As discussed previously, someone in Ohio who needs Medicaid support to pay for long term care whose gross monthly income exceeds the Special Income Level ($2,199.00 at this time) must use a QIT to make the income over the Special Income Level not “income” anymore in the eyes of Medicaid. (Yes, the process is as hard to follow in real life as it is to follow in that sentence.) In order to get the benefits of the QIT, the amount of income over the $2,199 (or more than just that excess income) must be placed into the QIT each month so that the remaining “countable” income is $2,199 or less each month. (It’s not getting any more understandable, is it?)
Despite what I wrote two weeks ago, it is not entirely clear whether income should be placed directly into the QIT upon the income’s arrival from the payer. Section H seems to conflict (at least partially) with the language of Section D(4) (discussed two weeks ago) on this point. The second sentence of Section H states, “Every effort should be made to have the individual’s excess income deposited directly into the QIT account on a monthly basis.” Section D(4), however, states states that the person cannot “cannot transfer or assign to the trust his or her right to receive income.” Arranging a deposit directly into the QIT (what Section H seems to require) sure sounds like assigning the right to receive income (what Section D(4) prohibits.)

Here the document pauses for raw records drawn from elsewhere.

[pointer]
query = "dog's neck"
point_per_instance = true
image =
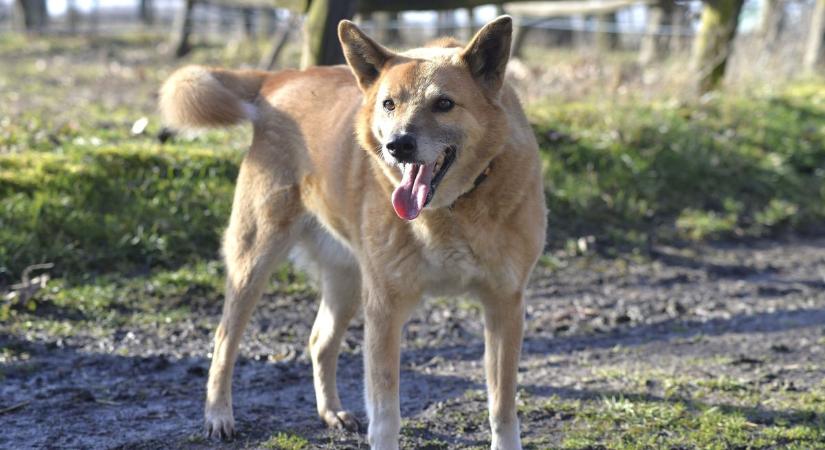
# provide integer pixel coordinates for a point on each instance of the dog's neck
(479, 179)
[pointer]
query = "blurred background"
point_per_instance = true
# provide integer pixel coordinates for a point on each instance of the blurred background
(683, 150)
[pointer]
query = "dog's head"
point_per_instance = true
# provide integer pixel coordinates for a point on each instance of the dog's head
(431, 115)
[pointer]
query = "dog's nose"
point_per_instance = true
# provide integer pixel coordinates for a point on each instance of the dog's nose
(402, 146)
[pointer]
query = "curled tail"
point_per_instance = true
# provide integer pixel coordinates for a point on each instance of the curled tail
(201, 97)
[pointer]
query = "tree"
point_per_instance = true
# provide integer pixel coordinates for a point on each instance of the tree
(656, 41)
(607, 37)
(34, 14)
(321, 46)
(772, 20)
(146, 10)
(816, 35)
(713, 42)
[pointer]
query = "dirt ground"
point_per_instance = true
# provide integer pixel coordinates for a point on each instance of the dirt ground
(752, 312)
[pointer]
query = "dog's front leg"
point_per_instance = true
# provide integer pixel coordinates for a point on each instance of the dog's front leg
(503, 330)
(382, 354)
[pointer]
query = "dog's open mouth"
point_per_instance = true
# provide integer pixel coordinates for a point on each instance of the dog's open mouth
(418, 184)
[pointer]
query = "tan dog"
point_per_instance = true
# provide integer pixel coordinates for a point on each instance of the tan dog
(418, 176)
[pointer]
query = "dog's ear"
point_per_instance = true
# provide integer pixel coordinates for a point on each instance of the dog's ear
(364, 56)
(487, 54)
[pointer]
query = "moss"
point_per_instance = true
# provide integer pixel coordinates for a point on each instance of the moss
(286, 441)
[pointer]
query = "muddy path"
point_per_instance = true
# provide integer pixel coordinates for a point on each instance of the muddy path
(750, 312)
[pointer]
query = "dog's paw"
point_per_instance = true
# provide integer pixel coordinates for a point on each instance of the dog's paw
(342, 420)
(219, 425)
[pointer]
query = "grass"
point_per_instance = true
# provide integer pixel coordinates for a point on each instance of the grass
(286, 441)
(707, 415)
(133, 227)
(724, 167)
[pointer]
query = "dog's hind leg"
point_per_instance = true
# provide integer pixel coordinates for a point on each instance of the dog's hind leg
(266, 217)
(340, 297)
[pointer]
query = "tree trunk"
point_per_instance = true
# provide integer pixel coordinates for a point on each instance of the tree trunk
(182, 29)
(321, 46)
(713, 42)
(771, 21)
(656, 41)
(279, 40)
(248, 17)
(34, 16)
(147, 12)
(607, 38)
(816, 36)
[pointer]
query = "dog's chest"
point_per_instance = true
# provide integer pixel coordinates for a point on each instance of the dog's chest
(449, 267)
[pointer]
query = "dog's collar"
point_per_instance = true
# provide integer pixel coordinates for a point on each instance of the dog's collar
(480, 178)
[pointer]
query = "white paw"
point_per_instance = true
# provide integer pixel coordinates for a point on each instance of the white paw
(219, 424)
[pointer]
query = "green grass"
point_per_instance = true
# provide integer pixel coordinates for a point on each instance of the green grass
(727, 166)
(286, 441)
(631, 421)
(126, 209)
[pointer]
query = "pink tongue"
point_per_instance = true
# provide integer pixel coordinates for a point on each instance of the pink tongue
(409, 197)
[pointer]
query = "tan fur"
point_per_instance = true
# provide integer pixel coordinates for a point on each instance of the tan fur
(316, 180)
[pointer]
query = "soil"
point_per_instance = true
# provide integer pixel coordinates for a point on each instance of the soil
(759, 306)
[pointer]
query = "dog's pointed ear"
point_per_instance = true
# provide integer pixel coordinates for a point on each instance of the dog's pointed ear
(487, 54)
(364, 56)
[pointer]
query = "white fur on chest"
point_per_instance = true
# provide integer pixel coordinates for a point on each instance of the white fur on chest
(449, 267)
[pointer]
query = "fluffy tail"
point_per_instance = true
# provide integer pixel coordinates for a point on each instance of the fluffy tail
(201, 97)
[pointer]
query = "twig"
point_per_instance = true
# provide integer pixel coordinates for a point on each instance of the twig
(14, 407)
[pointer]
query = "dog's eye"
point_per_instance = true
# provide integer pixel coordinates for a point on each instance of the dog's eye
(444, 104)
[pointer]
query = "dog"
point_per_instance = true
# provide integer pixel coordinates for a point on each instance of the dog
(397, 176)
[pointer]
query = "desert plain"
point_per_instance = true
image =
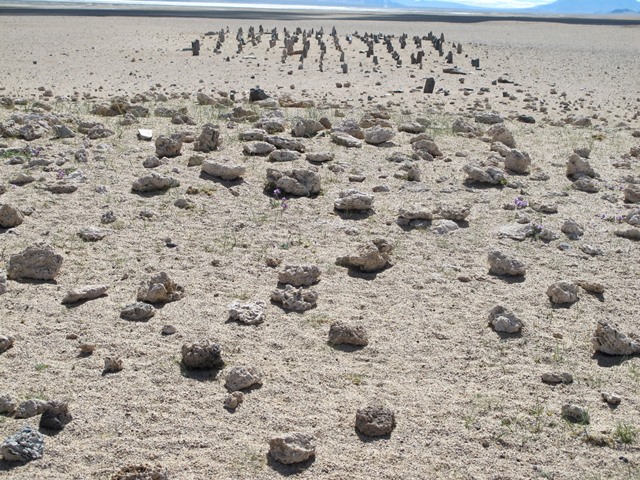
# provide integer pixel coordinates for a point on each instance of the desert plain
(557, 102)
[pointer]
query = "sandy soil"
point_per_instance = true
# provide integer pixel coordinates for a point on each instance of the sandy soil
(469, 403)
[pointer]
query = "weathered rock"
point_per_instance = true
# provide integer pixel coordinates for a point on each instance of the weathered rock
(223, 169)
(371, 256)
(292, 447)
(378, 135)
(345, 140)
(517, 161)
(555, 378)
(233, 400)
(578, 166)
(284, 156)
(89, 292)
(501, 264)
(7, 404)
(37, 262)
(202, 356)
(490, 175)
(575, 413)
(455, 212)
(251, 313)
(299, 275)
(375, 421)
(299, 182)
(24, 446)
(6, 342)
(563, 292)
(320, 157)
(632, 193)
(160, 289)
(154, 182)
(168, 146)
(240, 378)
(10, 217)
(259, 148)
(342, 333)
(610, 340)
(112, 364)
(295, 299)
(138, 312)
(353, 200)
(503, 320)
(209, 139)
(572, 229)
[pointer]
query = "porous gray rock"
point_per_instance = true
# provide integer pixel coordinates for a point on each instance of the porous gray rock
(298, 182)
(490, 175)
(377, 135)
(610, 340)
(241, 378)
(10, 216)
(371, 256)
(24, 446)
(88, 292)
(375, 421)
(504, 321)
(517, 161)
(37, 262)
(6, 342)
(160, 289)
(209, 139)
(502, 264)
(284, 156)
(299, 275)
(345, 140)
(258, 148)
(224, 169)
(154, 182)
(138, 312)
(295, 299)
(250, 313)
(632, 193)
(341, 333)
(202, 356)
(353, 200)
(292, 447)
(563, 292)
(168, 146)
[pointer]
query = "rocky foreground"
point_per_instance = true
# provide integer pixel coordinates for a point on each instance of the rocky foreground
(255, 283)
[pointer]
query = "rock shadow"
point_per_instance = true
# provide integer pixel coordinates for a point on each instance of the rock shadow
(289, 470)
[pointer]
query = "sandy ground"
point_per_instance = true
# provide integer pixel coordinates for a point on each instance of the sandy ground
(469, 403)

Now, perhaps (as discussed two weeks ago) the arrival of income into the person’s hands must first be into a non-QIT account. The, money could be “transferred” into the QIT. Unfortunately, it’s not clear that Section H refers to “transfers” of income from one account to another or “deposits” of income upon its first arrival. Section H uses both “transfer” and “deposit,” and it’s not clear that these terms mean different things in the QIT rule. The first clause of the first sentence of Section H refers to income being “transferred” into the QIT account, and the second clause of the same sentence refers to income being “deposited” into the QIT account. The second sentence also uses the word “deposited,” adding to the confusion. In fact, Section H uses “transfer” once and “deposit” five times.
I believe that the rule means to have all income arrive into non-QIT account(s) and then get transferred into the QIT, but whoever wrote the rule did not make its intent clear. Perhaps, Ohio Department of Medicaid means “transfers” in Section H but used “deposits” because of sloppy writing or sloppy proofreading. Unfortunately, approximately $5,000 – $6,000 in Medicaid benefits for long term care costs is at stake each month for people who must comply with this rule. Is it too much to ask for clarity?